Lesson 4 In-Class Discussion ✅

The language model we use is publicly available, though. No?

Yes, correct, but I was thinking to use the lib instead of writing custom training loop and models =) Also, they provide some embeddings already.

Why not also train the language model on the unsupervised entries in the IMDB dataset?

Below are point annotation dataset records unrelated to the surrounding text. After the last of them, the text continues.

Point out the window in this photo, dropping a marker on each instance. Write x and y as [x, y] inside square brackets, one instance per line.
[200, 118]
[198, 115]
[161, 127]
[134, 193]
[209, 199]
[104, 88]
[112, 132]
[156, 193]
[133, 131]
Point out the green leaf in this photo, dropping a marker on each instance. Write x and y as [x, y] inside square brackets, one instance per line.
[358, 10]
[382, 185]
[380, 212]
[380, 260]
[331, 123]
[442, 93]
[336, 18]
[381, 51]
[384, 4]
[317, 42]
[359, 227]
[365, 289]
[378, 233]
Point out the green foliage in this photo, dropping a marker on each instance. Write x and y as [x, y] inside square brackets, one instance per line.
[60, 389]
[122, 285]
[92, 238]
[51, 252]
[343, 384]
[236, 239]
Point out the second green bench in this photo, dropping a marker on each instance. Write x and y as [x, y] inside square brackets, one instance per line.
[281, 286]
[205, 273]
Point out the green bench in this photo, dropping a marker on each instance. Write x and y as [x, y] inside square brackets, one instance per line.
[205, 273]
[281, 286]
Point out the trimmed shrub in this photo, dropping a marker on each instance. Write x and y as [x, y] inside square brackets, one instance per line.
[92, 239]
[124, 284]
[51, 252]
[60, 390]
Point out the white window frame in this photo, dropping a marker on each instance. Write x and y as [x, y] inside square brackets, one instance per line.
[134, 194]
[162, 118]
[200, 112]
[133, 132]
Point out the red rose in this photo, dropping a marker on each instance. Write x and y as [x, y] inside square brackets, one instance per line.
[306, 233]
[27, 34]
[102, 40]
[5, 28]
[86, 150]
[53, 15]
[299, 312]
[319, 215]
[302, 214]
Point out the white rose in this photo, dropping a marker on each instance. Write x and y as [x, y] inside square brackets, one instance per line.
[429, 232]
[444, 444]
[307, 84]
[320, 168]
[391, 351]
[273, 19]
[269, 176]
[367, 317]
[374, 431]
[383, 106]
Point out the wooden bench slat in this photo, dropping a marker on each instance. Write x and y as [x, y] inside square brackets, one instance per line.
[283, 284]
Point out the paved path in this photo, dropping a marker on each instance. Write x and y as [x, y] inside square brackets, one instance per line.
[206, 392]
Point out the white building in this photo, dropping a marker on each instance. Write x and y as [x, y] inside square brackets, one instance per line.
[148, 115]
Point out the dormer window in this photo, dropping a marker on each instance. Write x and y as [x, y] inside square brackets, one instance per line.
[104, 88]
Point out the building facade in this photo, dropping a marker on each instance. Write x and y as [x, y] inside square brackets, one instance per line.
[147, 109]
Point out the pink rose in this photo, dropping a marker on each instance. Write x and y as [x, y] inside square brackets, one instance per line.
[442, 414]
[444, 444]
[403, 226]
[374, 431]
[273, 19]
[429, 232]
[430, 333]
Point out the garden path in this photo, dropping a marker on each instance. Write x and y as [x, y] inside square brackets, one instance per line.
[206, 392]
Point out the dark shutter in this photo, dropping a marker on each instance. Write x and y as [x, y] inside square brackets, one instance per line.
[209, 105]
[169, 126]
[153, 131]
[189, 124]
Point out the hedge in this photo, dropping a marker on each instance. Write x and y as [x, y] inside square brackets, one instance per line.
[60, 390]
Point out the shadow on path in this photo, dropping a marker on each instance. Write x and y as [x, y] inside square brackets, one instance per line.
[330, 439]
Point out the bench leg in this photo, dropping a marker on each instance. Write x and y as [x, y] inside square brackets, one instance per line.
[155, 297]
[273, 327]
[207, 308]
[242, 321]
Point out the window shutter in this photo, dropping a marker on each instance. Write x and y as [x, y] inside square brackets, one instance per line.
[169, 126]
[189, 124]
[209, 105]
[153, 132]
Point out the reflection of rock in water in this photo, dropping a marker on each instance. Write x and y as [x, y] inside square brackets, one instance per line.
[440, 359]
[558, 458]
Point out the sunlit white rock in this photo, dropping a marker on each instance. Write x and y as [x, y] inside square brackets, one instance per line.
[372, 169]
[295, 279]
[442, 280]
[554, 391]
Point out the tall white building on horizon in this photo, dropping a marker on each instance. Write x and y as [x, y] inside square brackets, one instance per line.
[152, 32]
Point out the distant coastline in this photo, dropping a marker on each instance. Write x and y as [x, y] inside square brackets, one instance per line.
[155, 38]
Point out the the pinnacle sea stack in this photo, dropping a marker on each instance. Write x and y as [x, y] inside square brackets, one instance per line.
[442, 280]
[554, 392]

If we don’t hold out a validation set, does that mean there is no possibility of overfitting when building the language model?

2 Likes

We do!

1 Like

How to expand the vocab to medical records from wiki text if using transfer learning? Assuming vocab only considers high frequency English words from Wikipedia

6 Likes

A validation set is hold out, just a tinier portion (10k reviwes instead of 25k)

1 Like

Is there a backwards pre-trained wiki103 model?

1 Like

The new model we finetune will have new words in its vocab. That’s fine, it will learn their meaning during the fine-tuning.

1 Like

You create the vocab from your own dataset.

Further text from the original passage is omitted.